HC Deb 09 March 1982 vol 19 cc732-3

I propose next to describe to the House how monetary policy will operate in the year ahead. I shall, nevertheless, do so as briefly as I can. The technically minded will find ample solace in the lapidary prose of the Red Book.

Ever since the collapse of the Bretton Woods system of fixed exchange rates in 1971, the need to control the money supply has been accepted world-wide. In this country, published targets for monetary growth were initiated by my predecessor in 1976, the year in which he had to seek help from the IMF. Then, as now, monetary control was supported by progressively lower public borrowing. I am sure that my predecessor was right to be persuaded of the need for monetary and financial restraint, to persuade individuals and companies alike that inflation would come down.

The medium term financial strategy which the Government launched two years ago is an extension of this approach. It has helped us to reduce inflation, and will continue to do so. We now have a real prospect of sustainable recovery. It is clearly right to maintain the strategy. Of course, it is right to adjust, in the light of experience, the way we pursue it. But maintain it we must. For it establishes the financial framework within which day-to-day policy decisions are taken.

In last year's Budget speech, I emphasised that no single measures of money can fully describe monetary conditions—they must be assessed in the light of all the available evidence. And that remains the basis of our policy.

As intended, the overall effect of policy in 1981–82 has been to maintain downward pressure on inflation. £M3 has grown faster than the target set a year ago. This was due partly to the Civil Service strike. It has been affected, too, by structural changes in the market place—such as the rising market share of the banks—which could have long-term effects. The growth of the wider measures of money probably also reflects greater demand for liquid assets as a medium for saving. This, too, could last for some time. So, though the stock of broad money is higher than originally expected, our judgment is that this is consistent with maintaining the steady pressure needed to achieve a downward trend in inflation.

Certainly the evidence as a whole does not suggest lax monetary conditions. As in several other countries, the narrow aggregates have grown more slowly than the wider ones. The effective exchange rate has been relatively steady since the autumn. Interest rates have been high—both in nominal and in real terms. The price of some important assets—for example, houses—has been constant or falling.

I have taken account of these factors in setting somewhat higher ranges than were suggested for £M3 in last year's Red Book. The target range for 1982–83 will be 8 to 12 per cent. This adjustment in the monetary target does not imply any relaxation of purpose.
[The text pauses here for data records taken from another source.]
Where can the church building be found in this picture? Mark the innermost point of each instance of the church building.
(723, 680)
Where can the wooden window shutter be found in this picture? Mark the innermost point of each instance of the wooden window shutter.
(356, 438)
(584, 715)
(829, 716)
On the contrary, it is a recognition of the pace of progress thus far, and, in the light of that, our judgment that the new ranges will be consistent with continued progress against inflation.

The new target represents a realistic restatement of our determination to maintain a responsible monetary policy. It should be consistent with growth of money GDP at 10 per cent. a year, with continued progress against inflation, and with a strengthening recovery of the real economy.

We shall continue to monitor a range of indicators. To make more explicit the way in which we do this, the ranges that I have just announced will apply to both the broad measures of money—£M3 together with PSL2—and the narrow measure, M1.

The exchange rate also normally gives useful information on monetary conditions. For while the Government have no target for the exchange rate, its effect on the economy, and, therefore, its behaviour, cannot be ignored.

Evidence on all these variables will continue to be taken into account. Policy dicisions will be aimed at maintaining a monetary environment conducive to the reduction of inflation.

Targets for the years after 1982–83 will be set nearer the time. Slower monetary growth is central to the medium-term financial strategy. The path for further reductions in the rate of money growth from year to year is illustrated in the Budget Red Book. The ranges have been constructed on the assumption that there are no major changes in the exchange rate from year to year.

What I have just described provides the framework for continuing the conquest of inflation. We are winning that battle and are determined to see it through.